How to manage your cookies

You can set your browser not to accept cookies, and the above website tells you how to remove cookies from your browser. However, in a few cases, some of our website features may not function as a result.

Children and Youth Privacy

Our website and products are not intended for children under 13 years of age, and we do not knowingly collect personal information from children under 13. If you are under 13, you may not use our website or products, or provide any information about yourself to us.

If you are a child over the age of 13, you may only use our website and products, and provide personal information to us, if you have consent from your parent or legal guardian. By using our website or products, or providing any information about yourself to us, you represent that you:

  • are the over the age of majority, and understand and accept this Privacy Policy, or
  • are over the age of 13 and have obtained your parent or legal guardian’s consent (and your parent or legal guardian represents and warrants that they have read, understood and accepted this privacy policy).

If you believe we might have any information from or about a child without parent or guardian consent, please contact us at [email protected].

Privacy policies of other websites

Our services may contain links to other websites. This policy only applies to Lumiio platforms. Please read the privacy policies of any third-party sites you visit.

Changes to our privacy policy

Lumiio Inc. keeps its privacy policy under regular review and places any updates on this web page. This privacy policy was last updated on 11 June 2025.

How to contact us

If you have any questions about Lumiio Inc.’s privacy policy, the data we hold on you, or you would like to exercise one of your data protection rights, please do not hesitate to contact us.
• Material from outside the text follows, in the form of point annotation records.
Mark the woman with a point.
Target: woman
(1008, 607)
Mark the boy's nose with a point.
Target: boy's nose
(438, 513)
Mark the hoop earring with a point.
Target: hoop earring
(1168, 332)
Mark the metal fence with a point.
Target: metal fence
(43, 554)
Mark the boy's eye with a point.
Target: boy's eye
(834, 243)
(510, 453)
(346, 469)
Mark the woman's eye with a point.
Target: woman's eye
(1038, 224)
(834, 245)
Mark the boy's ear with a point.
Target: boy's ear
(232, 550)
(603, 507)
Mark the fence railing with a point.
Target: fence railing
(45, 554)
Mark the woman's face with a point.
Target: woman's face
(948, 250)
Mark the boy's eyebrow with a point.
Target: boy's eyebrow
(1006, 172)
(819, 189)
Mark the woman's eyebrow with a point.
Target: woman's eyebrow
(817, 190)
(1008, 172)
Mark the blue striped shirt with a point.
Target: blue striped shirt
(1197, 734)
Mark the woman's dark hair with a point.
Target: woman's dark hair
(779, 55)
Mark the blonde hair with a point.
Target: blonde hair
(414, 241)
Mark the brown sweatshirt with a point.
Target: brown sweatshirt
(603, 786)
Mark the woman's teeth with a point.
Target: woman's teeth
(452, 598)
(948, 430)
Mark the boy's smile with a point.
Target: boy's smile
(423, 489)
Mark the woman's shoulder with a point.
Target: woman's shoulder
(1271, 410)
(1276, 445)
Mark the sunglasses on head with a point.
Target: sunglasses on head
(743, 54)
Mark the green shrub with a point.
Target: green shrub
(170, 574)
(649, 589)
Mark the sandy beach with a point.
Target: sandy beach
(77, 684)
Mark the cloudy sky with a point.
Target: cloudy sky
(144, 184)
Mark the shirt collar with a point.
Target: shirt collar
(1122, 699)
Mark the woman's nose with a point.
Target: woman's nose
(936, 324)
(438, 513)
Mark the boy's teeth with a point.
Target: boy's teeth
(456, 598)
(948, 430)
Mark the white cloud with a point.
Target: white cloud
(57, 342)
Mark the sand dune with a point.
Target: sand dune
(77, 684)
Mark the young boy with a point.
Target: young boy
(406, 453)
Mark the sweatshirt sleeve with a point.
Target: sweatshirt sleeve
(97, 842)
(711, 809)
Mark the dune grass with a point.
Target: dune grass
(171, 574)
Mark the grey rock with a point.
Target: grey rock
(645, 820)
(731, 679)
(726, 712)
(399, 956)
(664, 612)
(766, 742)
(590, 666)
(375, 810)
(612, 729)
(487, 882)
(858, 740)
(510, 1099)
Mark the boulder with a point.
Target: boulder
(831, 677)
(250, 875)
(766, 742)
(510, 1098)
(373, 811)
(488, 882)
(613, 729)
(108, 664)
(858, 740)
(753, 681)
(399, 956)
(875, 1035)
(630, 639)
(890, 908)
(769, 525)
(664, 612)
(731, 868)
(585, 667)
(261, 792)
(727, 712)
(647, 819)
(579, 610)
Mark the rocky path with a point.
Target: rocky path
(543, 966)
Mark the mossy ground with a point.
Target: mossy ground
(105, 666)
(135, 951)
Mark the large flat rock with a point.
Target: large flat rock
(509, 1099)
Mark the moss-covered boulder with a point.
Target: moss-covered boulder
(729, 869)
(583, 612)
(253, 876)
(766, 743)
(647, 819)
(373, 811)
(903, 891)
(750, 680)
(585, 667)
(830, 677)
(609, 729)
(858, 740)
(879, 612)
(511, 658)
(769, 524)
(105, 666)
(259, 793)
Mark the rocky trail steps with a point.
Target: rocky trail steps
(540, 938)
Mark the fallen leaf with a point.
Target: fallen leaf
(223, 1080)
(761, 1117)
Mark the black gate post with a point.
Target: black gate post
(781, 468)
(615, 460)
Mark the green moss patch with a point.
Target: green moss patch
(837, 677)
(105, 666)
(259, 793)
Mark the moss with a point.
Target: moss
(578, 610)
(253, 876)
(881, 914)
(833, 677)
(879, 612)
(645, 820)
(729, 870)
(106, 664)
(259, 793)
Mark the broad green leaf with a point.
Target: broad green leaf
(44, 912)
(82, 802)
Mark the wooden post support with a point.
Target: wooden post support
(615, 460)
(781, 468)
Email us at: [email protected]

How to contact the appropriate authorities

In Canada:

Information Commissioner’s Office.
Web Address: https://www.oic-ci.gc.ca/en/submitting-complaint
Address Office of the Information Commissioner
30 Victoria Street, 7th Floor
Gatineau QC K1A 1H3
819-994-1768

In the US:

You can register a HIPAA complaint with the Department of Health and Human Services here.

In the European Economic Area:

You can contact the appropriate data protection authority here.